I think right now for the patients with the ABL class subtype of Ph-like ALL, we’re very interested in adding TKIs to their therapy. And based on the remarkable successes also in patients with Ph-positive ALL, trying to understand how we can best now add blinatumomab to the frontline therapies and combine those safely with TKIs. In the pediatric space, we have recently learned through preclinical studies that using fusion-specific TKI selection is probably quite important. So for the patients who have the PDGFR beta fusions, we think that these patients respond preferentially better to imatinib, whereas those with ABL1, ABL2, or CSF1R fusions respond better to second-generation TKIs such as dasatinib and potentially bosutinib.
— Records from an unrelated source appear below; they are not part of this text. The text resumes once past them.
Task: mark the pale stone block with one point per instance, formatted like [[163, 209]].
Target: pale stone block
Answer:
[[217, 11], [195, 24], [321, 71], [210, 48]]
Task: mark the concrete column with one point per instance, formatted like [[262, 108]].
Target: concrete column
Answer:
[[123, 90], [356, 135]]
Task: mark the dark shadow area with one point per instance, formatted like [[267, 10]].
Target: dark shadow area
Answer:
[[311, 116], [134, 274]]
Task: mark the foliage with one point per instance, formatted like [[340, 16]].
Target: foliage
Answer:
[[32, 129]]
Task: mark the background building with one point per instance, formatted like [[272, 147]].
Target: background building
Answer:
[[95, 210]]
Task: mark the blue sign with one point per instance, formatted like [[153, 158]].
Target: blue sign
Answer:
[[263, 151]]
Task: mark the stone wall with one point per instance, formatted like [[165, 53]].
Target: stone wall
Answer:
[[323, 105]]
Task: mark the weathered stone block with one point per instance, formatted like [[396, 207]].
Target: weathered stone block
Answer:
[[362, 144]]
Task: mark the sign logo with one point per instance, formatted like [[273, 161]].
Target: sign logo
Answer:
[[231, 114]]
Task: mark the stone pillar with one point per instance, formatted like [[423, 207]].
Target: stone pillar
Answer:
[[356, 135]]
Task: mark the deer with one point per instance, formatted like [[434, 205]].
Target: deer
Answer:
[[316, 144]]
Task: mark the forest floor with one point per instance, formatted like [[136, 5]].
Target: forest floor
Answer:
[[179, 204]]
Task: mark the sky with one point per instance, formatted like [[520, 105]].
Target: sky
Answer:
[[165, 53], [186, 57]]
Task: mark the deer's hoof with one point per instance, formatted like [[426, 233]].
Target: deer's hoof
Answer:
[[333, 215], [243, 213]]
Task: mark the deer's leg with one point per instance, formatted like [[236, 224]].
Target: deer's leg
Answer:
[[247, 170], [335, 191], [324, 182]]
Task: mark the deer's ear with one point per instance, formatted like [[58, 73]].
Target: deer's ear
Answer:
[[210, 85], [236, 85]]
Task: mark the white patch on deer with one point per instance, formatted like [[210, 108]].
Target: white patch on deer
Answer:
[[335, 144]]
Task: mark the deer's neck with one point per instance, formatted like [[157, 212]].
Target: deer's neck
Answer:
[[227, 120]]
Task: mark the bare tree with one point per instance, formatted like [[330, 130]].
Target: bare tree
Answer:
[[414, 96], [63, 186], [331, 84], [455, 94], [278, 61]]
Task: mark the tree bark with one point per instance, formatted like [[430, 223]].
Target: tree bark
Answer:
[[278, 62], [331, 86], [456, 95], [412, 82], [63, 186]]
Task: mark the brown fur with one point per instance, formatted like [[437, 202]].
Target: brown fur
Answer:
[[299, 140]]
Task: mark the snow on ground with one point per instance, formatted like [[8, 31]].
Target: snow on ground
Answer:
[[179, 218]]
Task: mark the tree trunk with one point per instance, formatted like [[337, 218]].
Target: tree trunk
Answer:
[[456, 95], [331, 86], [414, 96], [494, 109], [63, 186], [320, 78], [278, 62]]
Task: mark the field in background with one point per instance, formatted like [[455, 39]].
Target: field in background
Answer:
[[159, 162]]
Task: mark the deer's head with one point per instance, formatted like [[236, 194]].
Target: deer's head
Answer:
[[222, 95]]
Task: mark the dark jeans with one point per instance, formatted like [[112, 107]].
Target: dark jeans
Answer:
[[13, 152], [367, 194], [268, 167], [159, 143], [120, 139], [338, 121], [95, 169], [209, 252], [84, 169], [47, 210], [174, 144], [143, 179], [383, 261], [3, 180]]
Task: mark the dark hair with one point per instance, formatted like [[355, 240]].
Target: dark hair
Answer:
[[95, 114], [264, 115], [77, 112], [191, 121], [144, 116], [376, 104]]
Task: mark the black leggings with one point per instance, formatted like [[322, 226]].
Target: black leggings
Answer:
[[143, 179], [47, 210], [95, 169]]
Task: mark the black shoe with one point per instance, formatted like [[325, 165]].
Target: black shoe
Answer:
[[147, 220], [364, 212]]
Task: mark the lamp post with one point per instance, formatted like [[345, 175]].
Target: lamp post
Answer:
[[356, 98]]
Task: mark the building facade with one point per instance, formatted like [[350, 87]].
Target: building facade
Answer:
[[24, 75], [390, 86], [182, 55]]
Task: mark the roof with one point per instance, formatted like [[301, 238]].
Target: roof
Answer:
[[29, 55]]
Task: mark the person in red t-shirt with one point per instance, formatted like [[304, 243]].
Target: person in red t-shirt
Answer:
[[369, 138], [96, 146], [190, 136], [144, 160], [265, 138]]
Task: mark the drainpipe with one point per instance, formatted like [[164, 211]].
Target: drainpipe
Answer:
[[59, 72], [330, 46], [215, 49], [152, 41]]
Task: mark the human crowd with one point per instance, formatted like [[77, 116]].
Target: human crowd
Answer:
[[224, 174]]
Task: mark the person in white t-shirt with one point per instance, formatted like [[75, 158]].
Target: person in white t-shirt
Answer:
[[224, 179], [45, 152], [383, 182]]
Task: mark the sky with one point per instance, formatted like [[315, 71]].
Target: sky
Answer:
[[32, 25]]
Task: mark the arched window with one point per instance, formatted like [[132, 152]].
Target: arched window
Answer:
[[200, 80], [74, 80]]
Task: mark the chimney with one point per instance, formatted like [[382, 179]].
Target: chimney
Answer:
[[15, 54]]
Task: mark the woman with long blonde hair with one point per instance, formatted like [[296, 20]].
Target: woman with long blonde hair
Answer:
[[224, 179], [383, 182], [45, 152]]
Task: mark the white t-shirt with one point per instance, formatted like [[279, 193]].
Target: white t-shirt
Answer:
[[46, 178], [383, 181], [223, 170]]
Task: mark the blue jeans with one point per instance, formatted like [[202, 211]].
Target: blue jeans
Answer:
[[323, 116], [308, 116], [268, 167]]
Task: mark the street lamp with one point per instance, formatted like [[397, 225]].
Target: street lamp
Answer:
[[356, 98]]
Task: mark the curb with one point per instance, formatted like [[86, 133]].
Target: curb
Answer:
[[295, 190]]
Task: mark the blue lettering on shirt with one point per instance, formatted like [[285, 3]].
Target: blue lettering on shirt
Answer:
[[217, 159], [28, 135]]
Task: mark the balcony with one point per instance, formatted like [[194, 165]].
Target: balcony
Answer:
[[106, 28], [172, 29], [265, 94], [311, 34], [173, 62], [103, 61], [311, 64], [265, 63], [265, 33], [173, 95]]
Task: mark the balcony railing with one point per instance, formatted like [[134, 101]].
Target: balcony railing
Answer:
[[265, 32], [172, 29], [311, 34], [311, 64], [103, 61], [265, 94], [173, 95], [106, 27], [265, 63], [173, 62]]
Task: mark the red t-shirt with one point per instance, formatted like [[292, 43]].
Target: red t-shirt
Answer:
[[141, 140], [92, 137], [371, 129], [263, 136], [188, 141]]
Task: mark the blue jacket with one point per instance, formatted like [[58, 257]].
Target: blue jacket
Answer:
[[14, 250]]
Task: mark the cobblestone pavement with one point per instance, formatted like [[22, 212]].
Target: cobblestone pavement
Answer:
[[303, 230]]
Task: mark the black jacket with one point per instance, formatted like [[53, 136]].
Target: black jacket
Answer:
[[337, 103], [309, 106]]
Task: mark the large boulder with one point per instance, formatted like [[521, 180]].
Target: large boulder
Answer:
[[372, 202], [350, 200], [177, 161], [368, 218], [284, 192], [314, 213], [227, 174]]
We are very interested, I think, from some of the emerging adult data with third-generation TKI, such as ponatinib, as potentially being superior across-the-board in ABL class Ph-like ALL. That remains for us in pediatrics still to be understood. And then with respect to the CRLF2 JAK class of patients, we’ve conducted many clinical trials both in the pediatric and the adult space looking at the JAK inhibitor ruxolitinib, the data are still pending and we don’t quite yet know if that is necessary for these patients or using things like blinatumomab or inotuzumab in the front line may be sufficient.